Who has influenced your writing?
Veteran
Canadian mystery writer Gail Bowen has been a wonderful mentor. In 2009, I
entered an early draft of Safe Harbor, my first Pat Tierney mystery, in
the Debut Dagger competition, a contest that is sponsored by Britain’s Crime
Writers Association and open to English-language writers around the world who
haven’t had a novel published. The CWA didn’t get back to me, which meant, in a
competition that attracts more than 1,000 entries, that mine hadn’t made the
shortlist.
A few months
later, Gail was in Toronto doing a stint as writer-in-residence at the Toronto
Reference Library. I submitted the first 20 pages of Safe Harbor for a
manuscript evaluation and I met with Gail. “This book needs to written in the
first person,” she said. “We need to know what Pat Tierney is thinking and
feeling every step of the way.”
Safe Harbor is a murder mystery, but
it is also the story of Pat’s personal journey after her husband’s death. Yet,
for some reason, I’d written the manuscript in the third person. I rewrote it
in the first person, and right from the start, I knew I’d made the right
decision. I felt energy emanating from the story that hadn’t been there before.
I entered the
rewrite in the 2010 Debut Dagger competition. Same title and same storyline as
my previous submission, but told in the first person. That year Safe Harbor
emerged as one of 11 novels—out of about 1,100 submissions—that were
shortlisted for the award. Being on that shortlist has been one of the
highlights of my writing life.
Thanks very much for sharing on WWK. I will definitely look for your books.

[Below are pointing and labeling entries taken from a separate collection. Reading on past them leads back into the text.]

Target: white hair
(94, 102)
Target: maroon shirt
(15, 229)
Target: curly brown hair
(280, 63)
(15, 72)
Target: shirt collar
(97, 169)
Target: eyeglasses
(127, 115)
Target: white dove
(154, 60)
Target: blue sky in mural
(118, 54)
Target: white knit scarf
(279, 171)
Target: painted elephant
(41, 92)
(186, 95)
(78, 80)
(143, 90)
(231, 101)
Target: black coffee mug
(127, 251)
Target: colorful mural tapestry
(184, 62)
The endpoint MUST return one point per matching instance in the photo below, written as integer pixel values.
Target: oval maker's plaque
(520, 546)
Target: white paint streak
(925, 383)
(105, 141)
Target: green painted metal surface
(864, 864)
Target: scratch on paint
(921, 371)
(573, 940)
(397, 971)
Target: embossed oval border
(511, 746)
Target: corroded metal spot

Thank you, Warren, for having me here today!
Your readers may want to follow my blog, Moving Target, at https://rosemarymccracken.wordpress.com/. And
check out my website at http://www.rosemarymccracken.com/
Purchase links to the Pat Tierney novels:
Always great to read about someone else who writes about financial crimes. As another connection, we used to have a log cabin on Chandos Lake – a bit over an hour from Haliburton.
ReplyDeleteBest continued success with your series. I look forward to reading it.
~ Jim
It takes me a long time to write a novel, and for some reason, that seemed to be something I should be ashamed of. Seeing you admit in print that it takes you two years to write a novel (and you are experienced) makes me feel so much better. Perhaps because I live in the land of Guppy cozies in which most of the contracted writers produce at least a novel or two or three per year, I've felt lazy, as if I should be whipping out manuscript after manuscript. I've analyzed my novel and received feedback from three different sets of beta readers. I want to get it right before I query agents. Thanks for easing my guilt.
ReplyDeleteHi Rosemary,
ReplyDeleteThank you for stopping by WWK today. Safe Harbor must be a terrific read to have risen to the top of a field of over 1,000 submissions. I will be looking for it!

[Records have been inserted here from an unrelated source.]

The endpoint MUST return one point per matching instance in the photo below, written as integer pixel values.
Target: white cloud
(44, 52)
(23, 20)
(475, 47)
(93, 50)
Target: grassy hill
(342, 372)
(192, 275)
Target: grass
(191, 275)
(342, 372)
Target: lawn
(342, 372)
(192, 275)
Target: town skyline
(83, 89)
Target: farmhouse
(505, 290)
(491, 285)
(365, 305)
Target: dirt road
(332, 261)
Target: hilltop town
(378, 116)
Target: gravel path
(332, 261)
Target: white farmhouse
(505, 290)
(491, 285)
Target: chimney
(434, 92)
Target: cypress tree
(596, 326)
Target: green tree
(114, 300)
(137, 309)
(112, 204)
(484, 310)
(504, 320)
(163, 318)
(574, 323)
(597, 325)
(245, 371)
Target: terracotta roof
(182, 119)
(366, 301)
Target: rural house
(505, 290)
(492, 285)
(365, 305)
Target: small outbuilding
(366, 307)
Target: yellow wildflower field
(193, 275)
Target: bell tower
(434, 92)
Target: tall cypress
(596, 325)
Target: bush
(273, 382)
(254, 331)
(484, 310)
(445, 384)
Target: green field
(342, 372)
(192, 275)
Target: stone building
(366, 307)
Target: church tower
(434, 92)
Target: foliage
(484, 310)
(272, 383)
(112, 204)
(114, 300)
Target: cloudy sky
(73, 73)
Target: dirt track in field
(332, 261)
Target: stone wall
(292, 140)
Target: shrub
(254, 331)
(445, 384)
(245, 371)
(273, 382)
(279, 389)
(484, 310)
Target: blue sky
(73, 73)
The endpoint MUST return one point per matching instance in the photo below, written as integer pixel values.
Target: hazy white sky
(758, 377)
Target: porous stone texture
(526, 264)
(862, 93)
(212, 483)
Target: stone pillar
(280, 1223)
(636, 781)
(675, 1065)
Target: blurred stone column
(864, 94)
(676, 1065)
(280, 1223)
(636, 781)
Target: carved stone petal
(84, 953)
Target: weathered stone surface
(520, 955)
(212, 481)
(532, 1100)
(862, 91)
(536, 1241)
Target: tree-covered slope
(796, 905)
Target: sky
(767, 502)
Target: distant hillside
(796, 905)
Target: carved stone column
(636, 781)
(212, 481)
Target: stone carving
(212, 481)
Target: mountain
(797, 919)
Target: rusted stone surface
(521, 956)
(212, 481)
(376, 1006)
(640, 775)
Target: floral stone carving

Thanks for the great interview, Warren!
ReplyDeleteE.B. Davis, never feel guilty about taking your time to write your novel. It's YOUR story and it has to unfold at YOUR own pace.
ReplyDeleteRosemary, Safe Harbor sounds like a book I'll be wanting to read, too. My first book took some time, too, but now although I'm not writing as many as the contract writers, I'm still able to get out one or two a year.
So interesting, Rosemary! Thank you for sharing all that with us!